Example 2: Modelling Daylight Hours

• Problem: The number of daylight hours in a city varies throughout the year, with a minimum of 8 hours in winter and a maximum of 16 hours in summer. Model the daylight hours $\ H(t)$ as a function of time $\ t$ in months, where $\ t = 0$ represents January.

• Solution:
• Amplitude $\ A$: The variation in daylight hours is $\ 16 - 8 = 8$ hours, so the amplitude is $\ A = 4$ hours.
• Period $\ T$: The daylight cycle repeats annually, so $\ T = 12$ months. Calculate $\ B :$ $B = \frac{2\pi}{12} = \frac{\pi}{6}$
• Phase Shift $\ C$: If the maximum daylight occurs in June (month 6), and we assume $t = 0$ is January, the phase shift is $\ C = -\frac{\pi}{2} \ (since \ ( \cos(\frac{\pi}{6} \cdot 6) = 1 )$ occurs at $\ ( t = 6 )$.
• Vertical Shift $D$: The average daylight is $\ D = \frac{16 + 8}{2} = 12$ hours.
• Model: $H(t) = 4 \cos\left(\frac{\pi}{6} t - \frac{\pi}{2}\right) + 12$
• Interpretation: This model describes the variation in daylight hours over the course of the year.

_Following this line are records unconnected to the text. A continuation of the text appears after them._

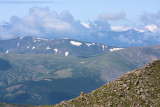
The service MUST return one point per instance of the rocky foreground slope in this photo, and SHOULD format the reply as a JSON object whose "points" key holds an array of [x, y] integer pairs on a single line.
{"points": [[138, 88]]}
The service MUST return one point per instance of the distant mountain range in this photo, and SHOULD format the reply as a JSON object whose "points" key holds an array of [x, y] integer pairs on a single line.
{"points": [[46, 79], [128, 38], [66, 46]]}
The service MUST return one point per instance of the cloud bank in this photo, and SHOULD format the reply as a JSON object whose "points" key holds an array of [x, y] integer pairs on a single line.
{"points": [[111, 16], [23, 2], [148, 18], [43, 22]]}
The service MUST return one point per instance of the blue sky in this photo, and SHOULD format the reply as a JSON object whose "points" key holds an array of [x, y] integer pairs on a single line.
{"points": [[76, 17], [85, 10]]}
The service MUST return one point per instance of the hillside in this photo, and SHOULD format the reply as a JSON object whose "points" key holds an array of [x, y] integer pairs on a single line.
{"points": [[138, 88], [24, 79], [64, 46]]}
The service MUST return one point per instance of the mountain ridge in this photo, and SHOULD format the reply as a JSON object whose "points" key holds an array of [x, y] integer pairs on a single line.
{"points": [[61, 46]]}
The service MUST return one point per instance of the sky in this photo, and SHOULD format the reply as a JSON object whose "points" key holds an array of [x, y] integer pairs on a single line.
{"points": [[65, 16]]}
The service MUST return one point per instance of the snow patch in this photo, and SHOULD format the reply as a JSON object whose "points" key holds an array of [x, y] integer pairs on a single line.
{"points": [[35, 41], [86, 25], [88, 44], [33, 47], [115, 49], [75, 43], [66, 53], [103, 47], [17, 44], [7, 51], [66, 38], [56, 50], [21, 37], [48, 48], [93, 44]]}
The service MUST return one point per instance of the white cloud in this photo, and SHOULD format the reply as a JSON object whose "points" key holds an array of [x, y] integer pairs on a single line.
{"points": [[152, 28], [120, 28], [111, 16], [86, 25]]}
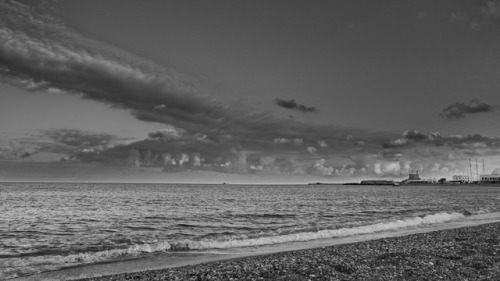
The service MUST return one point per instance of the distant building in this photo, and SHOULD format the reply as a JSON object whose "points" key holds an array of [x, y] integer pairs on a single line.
{"points": [[494, 177], [414, 178], [460, 179]]}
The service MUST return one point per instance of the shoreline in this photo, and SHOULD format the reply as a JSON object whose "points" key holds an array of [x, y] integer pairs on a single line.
{"points": [[328, 255], [452, 254]]}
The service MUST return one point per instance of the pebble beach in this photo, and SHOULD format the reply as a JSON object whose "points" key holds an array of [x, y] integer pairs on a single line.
{"points": [[469, 253]]}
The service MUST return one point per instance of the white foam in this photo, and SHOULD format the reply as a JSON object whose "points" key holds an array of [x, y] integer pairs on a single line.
{"points": [[31, 265], [322, 234]]}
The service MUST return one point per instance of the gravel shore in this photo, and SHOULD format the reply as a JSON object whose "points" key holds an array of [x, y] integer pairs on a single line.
{"points": [[470, 253]]}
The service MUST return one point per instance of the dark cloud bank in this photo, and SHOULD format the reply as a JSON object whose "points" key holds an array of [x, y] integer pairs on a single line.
{"points": [[292, 104], [460, 110], [38, 53]]}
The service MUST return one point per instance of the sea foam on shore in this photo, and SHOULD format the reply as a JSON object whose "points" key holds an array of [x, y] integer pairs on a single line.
{"points": [[469, 253]]}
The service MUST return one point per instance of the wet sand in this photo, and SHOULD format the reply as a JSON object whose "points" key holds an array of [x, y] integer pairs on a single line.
{"points": [[469, 253]]}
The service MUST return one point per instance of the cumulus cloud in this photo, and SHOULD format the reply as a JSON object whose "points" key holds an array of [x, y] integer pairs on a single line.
{"points": [[311, 149], [387, 168], [460, 110], [324, 170], [322, 144], [166, 134], [292, 104], [38, 53]]}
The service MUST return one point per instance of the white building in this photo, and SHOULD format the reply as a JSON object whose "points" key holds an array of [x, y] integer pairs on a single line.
{"points": [[494, 177], [460, 179]]}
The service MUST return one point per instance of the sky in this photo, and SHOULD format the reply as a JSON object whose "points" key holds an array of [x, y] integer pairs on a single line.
{"points": [[248, 91]]}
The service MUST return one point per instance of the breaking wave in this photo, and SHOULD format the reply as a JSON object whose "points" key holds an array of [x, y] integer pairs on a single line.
{"points": [[32, 265]]}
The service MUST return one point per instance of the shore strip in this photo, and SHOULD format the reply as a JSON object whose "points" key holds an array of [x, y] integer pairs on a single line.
{"points": [[469, 253]]}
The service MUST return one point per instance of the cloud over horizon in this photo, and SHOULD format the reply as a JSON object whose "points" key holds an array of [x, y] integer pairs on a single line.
{"points": [[459, 110]]}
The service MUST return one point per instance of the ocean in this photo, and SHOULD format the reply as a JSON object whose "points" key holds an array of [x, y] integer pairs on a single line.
{"points": [[50, 226]]}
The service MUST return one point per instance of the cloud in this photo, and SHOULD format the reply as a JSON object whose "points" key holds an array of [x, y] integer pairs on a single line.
{"points": [[322, 144], [292, 104], [38, 53], [311, 149], [459, 110], [476, 15]]}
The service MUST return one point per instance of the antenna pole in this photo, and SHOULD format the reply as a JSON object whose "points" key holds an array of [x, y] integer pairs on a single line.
{"points": [[470, 169], [477, 171]]}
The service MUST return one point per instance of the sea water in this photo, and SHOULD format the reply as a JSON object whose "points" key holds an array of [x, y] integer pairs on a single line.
{"points": [[49, 226]]}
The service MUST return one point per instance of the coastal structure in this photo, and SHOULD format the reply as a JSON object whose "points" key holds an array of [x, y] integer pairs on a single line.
{"points": [[414, 178], [494, 177], [461, 179]]}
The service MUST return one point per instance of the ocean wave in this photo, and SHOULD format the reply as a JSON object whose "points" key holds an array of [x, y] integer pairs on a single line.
{"points": [[322, 234], [31, 265]]}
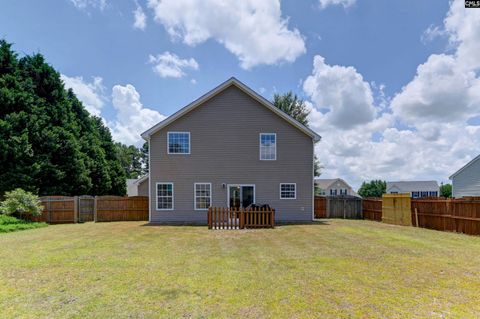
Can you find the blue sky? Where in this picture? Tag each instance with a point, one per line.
(370, 100)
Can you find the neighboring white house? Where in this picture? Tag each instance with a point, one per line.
(466, 181)
(416, 189)
(334, 187)
(137, 187)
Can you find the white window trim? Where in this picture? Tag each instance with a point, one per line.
(156, 196)
(280, 189)
(195, 196)
(240, 185)
(189, 143)
(260, 146)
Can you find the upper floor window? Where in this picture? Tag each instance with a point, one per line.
(178, 142)
(268, 146)
(288, 191)
(164, 196)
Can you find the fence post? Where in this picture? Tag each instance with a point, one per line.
(242, 219)
(95, 209)
(209, 218)
(416, 217)
(75, 209)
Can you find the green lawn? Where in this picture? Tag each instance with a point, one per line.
(335, 269)
(10, 224)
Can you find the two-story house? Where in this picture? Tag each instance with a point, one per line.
(333, 187)
(230, 148)
(416, 189)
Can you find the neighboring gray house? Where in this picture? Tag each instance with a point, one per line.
(137, 187)
(230, 148)
(416, 189)
(334, 187)
(466, 181)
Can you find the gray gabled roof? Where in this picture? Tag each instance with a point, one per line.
(464, 167)
(324, 183)
(140, 179)
(413, 185)
(232, 81)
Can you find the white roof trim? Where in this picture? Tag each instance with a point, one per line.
(141, 179)
(464, 167)
(232, 81)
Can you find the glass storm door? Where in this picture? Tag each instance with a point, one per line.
(240, 196)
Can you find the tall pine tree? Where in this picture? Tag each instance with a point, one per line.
(49, 143)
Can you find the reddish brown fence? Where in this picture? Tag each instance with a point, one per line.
(65, 209)
(320, 205)
(372, 208)
(57, 210)
(115, 208)
(457, 215)
(234, 218)
(349, 207)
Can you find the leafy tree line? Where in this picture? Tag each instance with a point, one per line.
(49, 143)
(374, 188)
(377, 188)
(133, 160)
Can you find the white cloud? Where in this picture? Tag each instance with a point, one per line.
(170, 65)
(422, 133)
(132, 118)
(254, 31)
(441, 90)
(446, 86)
(84, 4)
(90, 93)
(344, 3)
(431, 33)
(140, 19)
(342, 92)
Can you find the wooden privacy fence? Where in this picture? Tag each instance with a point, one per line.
(460, 215)
(320, 204)
(115, 208)
(338, 207)
(372, 208)
(235, 218)
(66, 209)
(57, 210)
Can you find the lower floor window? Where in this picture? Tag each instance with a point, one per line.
(164, 196)
(203, 195)
(288, 191)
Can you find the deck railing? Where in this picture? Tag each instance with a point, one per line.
(239, 218)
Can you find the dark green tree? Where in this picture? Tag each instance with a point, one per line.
(145, 163)
(291, 104)
(446, 190)
(131, 159)
(49, 143)
(374, 188)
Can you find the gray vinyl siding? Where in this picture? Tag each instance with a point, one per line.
(224, 135)
(467, 182)
(143, 188)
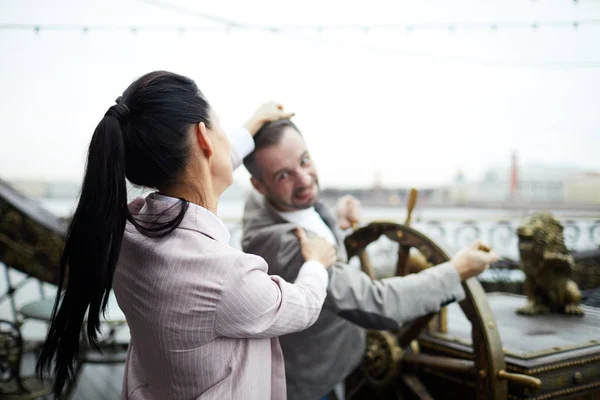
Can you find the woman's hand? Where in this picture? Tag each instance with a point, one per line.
(316, 248)
(268, 112)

• Modelling with trigonometric functions allows you to represent periodic phenomena in various fields.
• By identifying key parameters such as amplitude, period, phase shift, and vertical shift, you can construct a mathematical model that describes the behaviour of the system over time.
• These models are not only useful for prediction but also for understanding the underlying mechanics of periodic systems.